Le réalisateur américain, considéré comme communiste, ne pouvait plus exercer son métier aux USA, car il était blacklisté par le maccarthisme. Exilé des USA en 1949, Dassin ne se démonte pas et tourne en 1950 le somptueux Les Forbans de la nuit sur le territoire de la perfide Albion.

Alors qu'il se trouve à Paris, quatre ans plus tard, on lui propose de réaliser Du Rififi chez les hommes, tiré d'un roman d'Auguste Le Breton, également auteur de Razzia sur la chnouf , réalisé par Henri Decoin la même année et de le Rouge est mis, paru en 1957 et signé Gilles Grangier.

A bien des égards, le film est unique en son genre.

Un peu comme l'envers de Deux hommes dans Manhattan de Melville, réalisé par un Français à New York, Du rififi chez les hommes offre une vision très américaine de Paris, par le choix des valeurs de plan et du montage.

D'autre part, il s'agit bel et bien d'un modèle du genre "film de casse". Dassin s'attarde longuement sur le braquage, sous tous les angles, insistant sur le professionnalisme des cambrioleurs et la minutie de leur tâche. On se régale à les voir à l'ouvrage comme dans le cercle rouge, de Melville, qu'il a probablement influencé, tout comme Thief de Michael Mann avec James Caan.

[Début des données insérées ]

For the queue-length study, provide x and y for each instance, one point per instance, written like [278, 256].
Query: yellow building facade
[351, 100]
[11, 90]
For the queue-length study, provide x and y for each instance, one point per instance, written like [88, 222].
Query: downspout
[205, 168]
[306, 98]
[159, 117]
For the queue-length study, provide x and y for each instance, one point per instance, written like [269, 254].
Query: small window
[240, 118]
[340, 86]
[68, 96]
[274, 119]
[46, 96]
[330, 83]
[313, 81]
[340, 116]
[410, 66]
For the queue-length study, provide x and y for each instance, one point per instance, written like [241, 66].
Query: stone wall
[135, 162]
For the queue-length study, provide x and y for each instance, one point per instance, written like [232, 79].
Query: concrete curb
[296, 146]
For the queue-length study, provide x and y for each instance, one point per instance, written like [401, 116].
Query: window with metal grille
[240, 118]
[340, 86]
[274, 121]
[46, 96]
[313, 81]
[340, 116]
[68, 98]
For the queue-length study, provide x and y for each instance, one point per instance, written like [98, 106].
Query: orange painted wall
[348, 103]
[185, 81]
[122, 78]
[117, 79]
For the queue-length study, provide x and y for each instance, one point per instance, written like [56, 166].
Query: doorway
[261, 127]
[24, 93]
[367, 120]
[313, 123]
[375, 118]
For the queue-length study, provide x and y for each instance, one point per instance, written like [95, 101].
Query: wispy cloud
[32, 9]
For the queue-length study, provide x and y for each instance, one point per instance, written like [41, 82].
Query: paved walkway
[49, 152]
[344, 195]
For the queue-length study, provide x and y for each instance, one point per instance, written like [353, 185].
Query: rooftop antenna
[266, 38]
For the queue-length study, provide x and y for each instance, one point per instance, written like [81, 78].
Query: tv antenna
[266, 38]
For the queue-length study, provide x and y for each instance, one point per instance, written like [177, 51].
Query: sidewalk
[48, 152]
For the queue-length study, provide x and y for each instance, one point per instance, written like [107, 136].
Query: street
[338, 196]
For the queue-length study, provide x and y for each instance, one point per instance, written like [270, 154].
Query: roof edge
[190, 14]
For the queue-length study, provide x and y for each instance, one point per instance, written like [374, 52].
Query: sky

On retrouve aussi de la poésie dans cet océan de noirceur, notamment le plan du parapluie, dont Nadine Trintignant — qui travaillait sur le film — disait qu'il était "le passage préféré de Dassin".

De la poésie et de la beauté également, grâce notamment à Magali Noël, magnifique en chanteuse de cabaret, qui telle la Parque, annonce le destin funeste des protagonistes à travers sa chanson "le rififi". Littérarité quand tu nous tiens...

Ce film est décidément bon, très très très bon et vous tient en haleine tout du long. J'y ai personnellement beaucoup retrouvé l'ambiance de Asphalt Jungle, paru en 1950 et que j'ai déjà chroniqué, ici même : http://www.senscritique.com/film/Quand_la_ville_dort/critique/41418708

Regardez Du rififi chez les hommes, vous aurez l'impression de l'avoir déjà vu tellement il a influencé le genre.